As especificações técnicas, os manuais de instalação e os catálogos de fornecedores sobrecarregam os engenheiros e os profissionais de compras com uma terminologia confusa de prensa-cabos que parece ter sido projetada para obscurecer em vez de esclarecer, levando a erros de especificação dispendiosos, erros de instalação e problemas de compatibilidade quando os produtos errados chegam ao local. O jargão do setor, como “prensa-cabos”, “entradas de cabos”, “alívio de tensão” e “classificações IP”, cria barreiras de comunicação entre fornecedores e clientes, resultando em atrasos nos projetos e equipes frustradas que não conseguem decodificar o que realmente precisam.

A terminologia de prensa-cabos engloba definições técnicas padronizadas para sistemas de vedação, especificações de rosca, classificações de materiais e índices de desempenho que permitem uma comunicação precisa entre engenheiros, fornecedores e instaladores, garantindo, ao mesmo tempo, a seleção adequada do produto e a conformidade normativa. Entender esses termos é essencial para qualquer pessoa que especifique, compre ou instale sistemas de gerenciamento de cabos em aplicações industriais, comerciais ou marítimas.

Tendo trabalhado com engenheiros, empreiteiros e equipes de compras na Europa, América do Norte e Ásia - de fábricas automotivas em Munique a plataformas offshore no Golfo do México -, vi como a confusão terminológica cria problemas reais de negócios. Permita-me decodificar o vocabulário essencial sobre prensa-cabos que todo profissional precisa para se comunicar de forma eficaz e tomar decisões informadas.

Índice

Quais são os termos básicos dos componentes do prensa-cabo?

A terminologia dos componentes dos prensa-cabos define as partes essenciais, incluindo o corpo, o inserto de vedação, a porca de compressão e os elementos de alívio de tensão que trabalham juntos para fornecer a entrada do cabo, a vedação ambiental e a proteção mecânica em instalações elétricas.

É fundamental entender a terminologia dos componentes, pois cada peça tem funções específicas que afetam o desempenho geral do sistema e os requisitos de instalação.

Prensa-cabo de latão
Prensa-cabo de latão

Definições de componentes primários

Corpo do prensa-cabo: O principal componente rosqueado que é montado em painéis ou gabinetes de equipamentos, fornecendo a conexão estrutural primária e o compartimento para os elementos de vedação.

Porca de compressão (porca de travamento): O componente rosqueado que comprime os elementos de vedação contra o cabo e cria a vedação ambiental quando apertado de acordo com os valores de torque especificados.

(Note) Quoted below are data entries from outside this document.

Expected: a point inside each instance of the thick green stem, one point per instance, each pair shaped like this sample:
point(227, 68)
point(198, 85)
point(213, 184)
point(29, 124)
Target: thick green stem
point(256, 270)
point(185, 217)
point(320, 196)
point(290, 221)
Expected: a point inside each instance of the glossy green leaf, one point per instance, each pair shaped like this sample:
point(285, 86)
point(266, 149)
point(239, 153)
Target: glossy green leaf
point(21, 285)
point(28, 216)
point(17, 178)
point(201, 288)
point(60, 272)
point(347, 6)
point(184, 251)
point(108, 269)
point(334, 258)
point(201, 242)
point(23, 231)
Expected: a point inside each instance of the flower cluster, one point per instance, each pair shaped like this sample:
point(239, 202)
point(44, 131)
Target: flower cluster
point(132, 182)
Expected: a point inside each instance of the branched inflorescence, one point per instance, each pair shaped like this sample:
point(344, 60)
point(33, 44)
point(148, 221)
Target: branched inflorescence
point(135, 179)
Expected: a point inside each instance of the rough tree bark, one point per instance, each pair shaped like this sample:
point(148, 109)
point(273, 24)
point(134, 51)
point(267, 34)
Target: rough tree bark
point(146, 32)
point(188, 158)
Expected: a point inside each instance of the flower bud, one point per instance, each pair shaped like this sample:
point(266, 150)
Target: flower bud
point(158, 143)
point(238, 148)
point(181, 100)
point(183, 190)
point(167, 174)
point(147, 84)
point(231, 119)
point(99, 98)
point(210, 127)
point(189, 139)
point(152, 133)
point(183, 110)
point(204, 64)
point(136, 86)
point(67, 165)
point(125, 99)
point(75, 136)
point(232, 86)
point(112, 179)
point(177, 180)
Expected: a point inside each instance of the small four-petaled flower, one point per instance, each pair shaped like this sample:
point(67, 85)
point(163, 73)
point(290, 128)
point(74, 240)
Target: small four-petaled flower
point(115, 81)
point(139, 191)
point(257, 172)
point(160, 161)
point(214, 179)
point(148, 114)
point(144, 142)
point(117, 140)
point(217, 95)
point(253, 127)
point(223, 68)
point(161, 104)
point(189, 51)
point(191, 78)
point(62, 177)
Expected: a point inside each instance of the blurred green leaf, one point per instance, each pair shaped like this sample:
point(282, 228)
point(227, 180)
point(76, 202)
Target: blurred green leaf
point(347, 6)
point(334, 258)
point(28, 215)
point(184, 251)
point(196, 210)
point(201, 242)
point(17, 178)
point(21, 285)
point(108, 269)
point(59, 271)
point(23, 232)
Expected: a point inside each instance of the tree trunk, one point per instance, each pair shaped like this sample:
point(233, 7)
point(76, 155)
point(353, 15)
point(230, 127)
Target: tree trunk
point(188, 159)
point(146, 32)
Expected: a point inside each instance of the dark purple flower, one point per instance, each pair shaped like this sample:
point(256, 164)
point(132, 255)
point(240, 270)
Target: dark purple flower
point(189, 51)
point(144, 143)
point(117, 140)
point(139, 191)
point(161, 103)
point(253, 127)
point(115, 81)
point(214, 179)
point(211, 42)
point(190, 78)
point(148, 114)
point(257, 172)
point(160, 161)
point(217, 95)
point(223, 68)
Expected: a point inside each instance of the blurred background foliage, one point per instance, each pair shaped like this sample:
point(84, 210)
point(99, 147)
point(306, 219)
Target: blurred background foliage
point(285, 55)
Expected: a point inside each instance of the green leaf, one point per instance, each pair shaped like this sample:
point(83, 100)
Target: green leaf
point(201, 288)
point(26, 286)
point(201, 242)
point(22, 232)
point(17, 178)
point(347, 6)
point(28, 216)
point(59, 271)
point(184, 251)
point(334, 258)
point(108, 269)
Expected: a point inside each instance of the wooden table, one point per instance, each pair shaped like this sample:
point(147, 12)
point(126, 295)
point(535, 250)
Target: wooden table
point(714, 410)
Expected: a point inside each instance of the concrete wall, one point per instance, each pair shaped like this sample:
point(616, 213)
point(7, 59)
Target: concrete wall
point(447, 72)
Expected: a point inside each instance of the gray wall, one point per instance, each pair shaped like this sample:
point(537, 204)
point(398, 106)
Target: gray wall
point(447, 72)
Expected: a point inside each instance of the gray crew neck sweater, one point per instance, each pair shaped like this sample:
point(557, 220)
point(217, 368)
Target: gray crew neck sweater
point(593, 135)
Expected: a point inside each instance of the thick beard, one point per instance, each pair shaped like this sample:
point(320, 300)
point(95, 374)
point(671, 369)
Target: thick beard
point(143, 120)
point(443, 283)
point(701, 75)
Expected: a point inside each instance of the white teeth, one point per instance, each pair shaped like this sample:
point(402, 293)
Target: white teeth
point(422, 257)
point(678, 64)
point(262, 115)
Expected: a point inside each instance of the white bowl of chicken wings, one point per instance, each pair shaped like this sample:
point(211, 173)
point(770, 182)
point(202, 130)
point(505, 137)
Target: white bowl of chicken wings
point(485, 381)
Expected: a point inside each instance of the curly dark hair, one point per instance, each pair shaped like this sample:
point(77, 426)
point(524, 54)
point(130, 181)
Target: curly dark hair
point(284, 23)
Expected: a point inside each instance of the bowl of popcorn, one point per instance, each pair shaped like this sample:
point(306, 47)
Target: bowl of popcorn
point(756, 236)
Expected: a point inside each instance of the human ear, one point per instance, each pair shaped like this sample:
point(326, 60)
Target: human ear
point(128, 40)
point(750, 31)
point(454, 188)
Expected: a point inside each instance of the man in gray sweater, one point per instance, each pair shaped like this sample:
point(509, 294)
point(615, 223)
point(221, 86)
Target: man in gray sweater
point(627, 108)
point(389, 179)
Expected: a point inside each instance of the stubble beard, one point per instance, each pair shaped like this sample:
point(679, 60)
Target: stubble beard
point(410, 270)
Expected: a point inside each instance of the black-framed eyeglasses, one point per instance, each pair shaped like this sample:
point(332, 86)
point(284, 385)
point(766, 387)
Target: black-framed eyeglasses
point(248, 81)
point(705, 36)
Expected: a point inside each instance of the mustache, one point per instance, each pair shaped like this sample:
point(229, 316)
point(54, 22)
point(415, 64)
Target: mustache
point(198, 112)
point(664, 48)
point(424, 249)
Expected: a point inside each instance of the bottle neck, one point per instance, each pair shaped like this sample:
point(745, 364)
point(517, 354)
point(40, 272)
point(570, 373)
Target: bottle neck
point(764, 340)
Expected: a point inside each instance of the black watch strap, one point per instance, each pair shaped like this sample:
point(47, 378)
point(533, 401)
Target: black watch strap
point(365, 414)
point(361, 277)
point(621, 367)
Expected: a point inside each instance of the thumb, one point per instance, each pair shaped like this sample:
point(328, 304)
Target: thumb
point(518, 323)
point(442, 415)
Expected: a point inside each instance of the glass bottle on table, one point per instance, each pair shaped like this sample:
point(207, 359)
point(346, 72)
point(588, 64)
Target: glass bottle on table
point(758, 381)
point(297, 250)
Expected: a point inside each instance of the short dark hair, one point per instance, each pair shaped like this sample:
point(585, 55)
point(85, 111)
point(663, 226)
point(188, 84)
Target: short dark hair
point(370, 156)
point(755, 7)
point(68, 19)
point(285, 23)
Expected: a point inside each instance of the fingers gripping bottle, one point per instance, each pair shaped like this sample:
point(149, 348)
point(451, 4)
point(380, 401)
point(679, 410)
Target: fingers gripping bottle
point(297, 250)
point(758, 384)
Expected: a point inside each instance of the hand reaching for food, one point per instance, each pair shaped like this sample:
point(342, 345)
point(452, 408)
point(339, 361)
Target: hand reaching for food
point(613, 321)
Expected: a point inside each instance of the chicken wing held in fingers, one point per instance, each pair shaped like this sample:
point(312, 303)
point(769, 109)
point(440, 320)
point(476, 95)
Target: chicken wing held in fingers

Inserto de vedação (vedação do cabo): O componente elastomérico que forma a vedação ambiental primária ao redor do diâmetro externo do cabo, normalmente feito de borracha, silicone ou polímeros especializados.

Alívio de tensão: O sistema mecânico que impede que a tensão do cabo seja transmitida às conexões elétricas, protegendo os cabos e as terminações contra danos.

Termos de componentes avançados

Braçadeira de armadura: Componente especializado para a terminação de cabos blindados, fornecendo conexão mecânica à blindagem metálica do cabo para aterramento e alívio de tensão.

Etiqueta de aterramento (terminal de aterramento): Componente metálico que fornece conexão elétrica entre a armadura ou blindagem do cabo e o gabinete do equipamento para aterramento de segurança.

Redutor (bucha): Componente de inserção que adapta prensa-cabos maiores para acomodar cabos de diâmetros menores, mantendo a eficácia da vedação.

Plugue de obturação: Inserção sólida usada para vedar aberturas de prensa-cabos não utilizadas, mantendo as classificações de IP do compartimento quando os cabos não estão instalados.

Componentes do sistema de vedação

Selo primário: O principal elemento de vedação que evita a entrada de ambiente em torno do ponto de entrada do cabo, normalmente uma inserção elastomérica ou vedação por compressão.

Selo secundário: Elemento de vedação adicional que oferece proteção de backup ou desempenho de vedação aprimorado para aplicações exigentes ou classificações IP mais altas.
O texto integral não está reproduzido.